Listen to the article

0:00
0:00

AI Chatbots Falling Short as Fact-Checking Tools on Social Media

“Hey, @Grok, is this true?” This question has become increasingly common on X (formerly Twitter) since Elon Musk’s xAI launched its Grok chatbot in November 2023. The service, made available to all non-premium users in December 2024, has positioned itself as a quick way for users to verify information they encounter on the platform.

A recent survey by British tech publication TechRadar found that 27% of Americans now use AI tools like OpenAI’s ChatGPT, Meta AI, Google’s Gemini, Microsoft’s Copilot, or apps like Perplexity instead of traditional search engines. But as these tools gain popularity for information verification, serious questions are emerging about their accuracy and reliability.

The concerns reached new heights following Grok’s controversial statements about alleged “white genocide” in South Africa. Beyond the problematic stance itself, X users were disturbed when the chatbot began discussing this topic in response to completely unrelated questions—such as inquiries about HBO.

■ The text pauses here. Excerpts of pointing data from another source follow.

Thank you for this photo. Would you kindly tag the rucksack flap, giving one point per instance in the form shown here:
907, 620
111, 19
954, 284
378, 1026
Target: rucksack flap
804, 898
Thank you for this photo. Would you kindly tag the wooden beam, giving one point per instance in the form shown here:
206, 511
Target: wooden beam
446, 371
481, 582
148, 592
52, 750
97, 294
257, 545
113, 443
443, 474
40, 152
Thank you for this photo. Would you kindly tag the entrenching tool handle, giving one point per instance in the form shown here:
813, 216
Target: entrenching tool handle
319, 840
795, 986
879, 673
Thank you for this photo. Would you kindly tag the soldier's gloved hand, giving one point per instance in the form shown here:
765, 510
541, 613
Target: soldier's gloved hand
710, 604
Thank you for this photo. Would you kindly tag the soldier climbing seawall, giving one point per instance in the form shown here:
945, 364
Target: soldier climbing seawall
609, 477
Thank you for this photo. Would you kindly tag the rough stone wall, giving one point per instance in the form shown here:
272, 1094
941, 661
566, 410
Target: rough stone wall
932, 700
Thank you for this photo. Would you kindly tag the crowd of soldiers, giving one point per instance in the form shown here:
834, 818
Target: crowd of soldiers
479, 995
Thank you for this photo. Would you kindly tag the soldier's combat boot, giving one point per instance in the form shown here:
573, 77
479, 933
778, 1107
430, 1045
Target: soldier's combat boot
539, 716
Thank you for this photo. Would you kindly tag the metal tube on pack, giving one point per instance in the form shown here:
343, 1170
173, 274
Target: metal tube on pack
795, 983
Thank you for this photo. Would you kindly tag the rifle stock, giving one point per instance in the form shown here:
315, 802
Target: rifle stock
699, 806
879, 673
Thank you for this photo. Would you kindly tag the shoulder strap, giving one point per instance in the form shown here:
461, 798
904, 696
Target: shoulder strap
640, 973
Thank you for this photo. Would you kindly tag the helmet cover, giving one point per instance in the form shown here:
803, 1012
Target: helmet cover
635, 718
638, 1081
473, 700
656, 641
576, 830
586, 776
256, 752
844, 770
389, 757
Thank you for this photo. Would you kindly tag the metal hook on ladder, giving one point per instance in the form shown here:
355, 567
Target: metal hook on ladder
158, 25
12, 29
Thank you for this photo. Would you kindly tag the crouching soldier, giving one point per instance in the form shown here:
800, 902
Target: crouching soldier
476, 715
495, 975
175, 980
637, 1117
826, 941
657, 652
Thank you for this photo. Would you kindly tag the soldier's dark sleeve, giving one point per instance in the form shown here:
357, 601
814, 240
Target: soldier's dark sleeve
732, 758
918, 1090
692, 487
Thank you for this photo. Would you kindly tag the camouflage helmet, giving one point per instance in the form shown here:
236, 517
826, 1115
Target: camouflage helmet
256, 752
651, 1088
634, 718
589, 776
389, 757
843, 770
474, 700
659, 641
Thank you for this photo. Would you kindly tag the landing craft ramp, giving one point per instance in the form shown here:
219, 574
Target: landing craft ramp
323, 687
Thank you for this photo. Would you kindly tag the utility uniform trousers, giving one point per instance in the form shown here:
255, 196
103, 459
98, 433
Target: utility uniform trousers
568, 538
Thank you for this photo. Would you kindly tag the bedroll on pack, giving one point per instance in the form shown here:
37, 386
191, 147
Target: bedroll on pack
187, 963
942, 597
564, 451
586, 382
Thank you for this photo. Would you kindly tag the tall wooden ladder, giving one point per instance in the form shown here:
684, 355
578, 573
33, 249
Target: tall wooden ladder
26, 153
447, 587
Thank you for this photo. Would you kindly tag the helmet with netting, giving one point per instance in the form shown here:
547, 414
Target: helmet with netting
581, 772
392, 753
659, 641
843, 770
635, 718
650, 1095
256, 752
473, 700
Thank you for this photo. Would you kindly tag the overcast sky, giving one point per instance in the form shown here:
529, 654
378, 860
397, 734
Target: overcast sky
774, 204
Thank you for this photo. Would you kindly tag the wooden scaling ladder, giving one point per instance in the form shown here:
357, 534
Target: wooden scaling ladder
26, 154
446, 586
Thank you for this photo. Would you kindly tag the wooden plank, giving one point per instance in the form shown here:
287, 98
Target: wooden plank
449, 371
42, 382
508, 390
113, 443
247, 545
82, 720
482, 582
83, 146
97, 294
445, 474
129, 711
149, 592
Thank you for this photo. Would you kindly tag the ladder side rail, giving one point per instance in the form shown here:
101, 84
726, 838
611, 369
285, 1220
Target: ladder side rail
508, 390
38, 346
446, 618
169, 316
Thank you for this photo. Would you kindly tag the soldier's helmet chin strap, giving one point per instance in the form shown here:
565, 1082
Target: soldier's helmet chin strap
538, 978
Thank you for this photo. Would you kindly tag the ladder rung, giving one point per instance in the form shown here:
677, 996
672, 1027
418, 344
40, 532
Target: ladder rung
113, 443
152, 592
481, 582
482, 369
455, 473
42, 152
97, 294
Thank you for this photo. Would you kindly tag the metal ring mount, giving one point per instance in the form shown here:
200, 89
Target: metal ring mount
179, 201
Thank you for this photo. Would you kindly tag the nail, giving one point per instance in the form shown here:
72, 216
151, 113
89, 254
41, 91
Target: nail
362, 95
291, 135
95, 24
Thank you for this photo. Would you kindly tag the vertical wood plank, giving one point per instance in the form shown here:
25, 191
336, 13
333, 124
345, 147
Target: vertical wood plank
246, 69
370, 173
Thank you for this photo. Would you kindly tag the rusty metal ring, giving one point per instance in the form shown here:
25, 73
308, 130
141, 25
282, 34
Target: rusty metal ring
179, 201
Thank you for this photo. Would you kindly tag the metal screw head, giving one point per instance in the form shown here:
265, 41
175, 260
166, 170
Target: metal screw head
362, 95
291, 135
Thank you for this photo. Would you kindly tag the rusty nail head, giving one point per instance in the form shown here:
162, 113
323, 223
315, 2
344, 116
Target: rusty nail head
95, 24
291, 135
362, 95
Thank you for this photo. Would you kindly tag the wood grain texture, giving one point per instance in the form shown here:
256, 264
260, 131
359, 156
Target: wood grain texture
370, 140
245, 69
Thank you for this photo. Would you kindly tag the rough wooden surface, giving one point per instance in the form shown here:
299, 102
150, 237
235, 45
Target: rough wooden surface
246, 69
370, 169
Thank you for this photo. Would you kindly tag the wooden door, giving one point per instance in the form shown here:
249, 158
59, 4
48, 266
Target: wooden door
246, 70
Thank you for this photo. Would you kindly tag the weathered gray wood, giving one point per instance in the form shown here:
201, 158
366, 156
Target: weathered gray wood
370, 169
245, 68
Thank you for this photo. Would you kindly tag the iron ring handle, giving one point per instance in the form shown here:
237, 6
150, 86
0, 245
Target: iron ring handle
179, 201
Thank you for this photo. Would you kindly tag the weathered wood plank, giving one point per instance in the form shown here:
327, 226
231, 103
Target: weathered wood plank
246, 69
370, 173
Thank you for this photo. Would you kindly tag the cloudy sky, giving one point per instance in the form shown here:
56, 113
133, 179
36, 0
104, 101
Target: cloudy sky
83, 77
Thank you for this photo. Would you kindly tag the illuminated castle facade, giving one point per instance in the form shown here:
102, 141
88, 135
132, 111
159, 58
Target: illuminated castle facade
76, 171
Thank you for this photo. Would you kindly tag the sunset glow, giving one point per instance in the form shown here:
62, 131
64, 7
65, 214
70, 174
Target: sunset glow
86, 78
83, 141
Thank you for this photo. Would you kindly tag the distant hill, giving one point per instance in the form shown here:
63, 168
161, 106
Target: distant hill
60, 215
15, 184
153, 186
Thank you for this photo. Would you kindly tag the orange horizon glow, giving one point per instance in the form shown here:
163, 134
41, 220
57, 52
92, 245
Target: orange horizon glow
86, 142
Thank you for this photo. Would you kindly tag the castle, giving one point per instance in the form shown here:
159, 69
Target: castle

This surge of misinformation followed Donald Trump’s administration bringing white South Africans to the United States as refugees, claiming they faced “genocide” in their homeland—an allegation lacking substantive evidence and considered by many to be connected to the racist “Great Replacement” conspiracy theory.

While xAI blamed an “unauthorized modification” for Grok’s behavior and claimed it conducted a “thorough investigation,” the incident highlights deeper concerns about AI reliability.

Studies Reveal Significant Accuracy Issues

Two significant studies conducted this year have uncovered troubling patterns in how AI chatbots handle news content. In February, a BBC study found that 51% of responses from leading AI assistants contained “significant issues of some form” when asked questions about current news using BBC articles as sources.

The investigation revealed that 19% of answers contained factual errors added by the AI systems themselves, while 13% of quotes were either altered or fabricated entirely. “AI assistants cannot currently be relied upon to provide accurate news and they risk misleading the audience,” warned Pete Archer, director of the BBC’s Generative AI Program.

Similarly, research by the Tow Center for Digital Journalism, published in the Columbia Journalism Review in March, discovered that eight generative AI search tools failed to correctly identify the sources of article excerpts in 60% of cases. While Perplexity performed best with a “mere” 37% failure rate, Grok performed dramatically worse, answering 94% of queries incorrectly.

Particularly concerning was what researchers called the “alarming confidence” with which these tools presented incorrect information. The study noted that “ChatGPT incorrectly identified 134 articles, but signaled a lack of confidence just fifteen times out of its two hundred total responses, and never declined to provide an answer.”

The Source of the Problem: AI’s “Diet”

AI chatbots are only as reliable as the information they’re trained on. These systems derive their knowledge from extensive databases and web searches, but the quality and accuracy of responses can vary dramatically based on training data and programming choices.

“One issue that recently emerged is the pollution of Large Language Models by Russian disinformation and propaganda. So clearly there is an issue with the ‘diet’ of LLMs,” explains Tommaso Canetta, deputy director of Italian fact-checking project Pagella Politica and fact-checking coordinator at the European Digital Media Observatory.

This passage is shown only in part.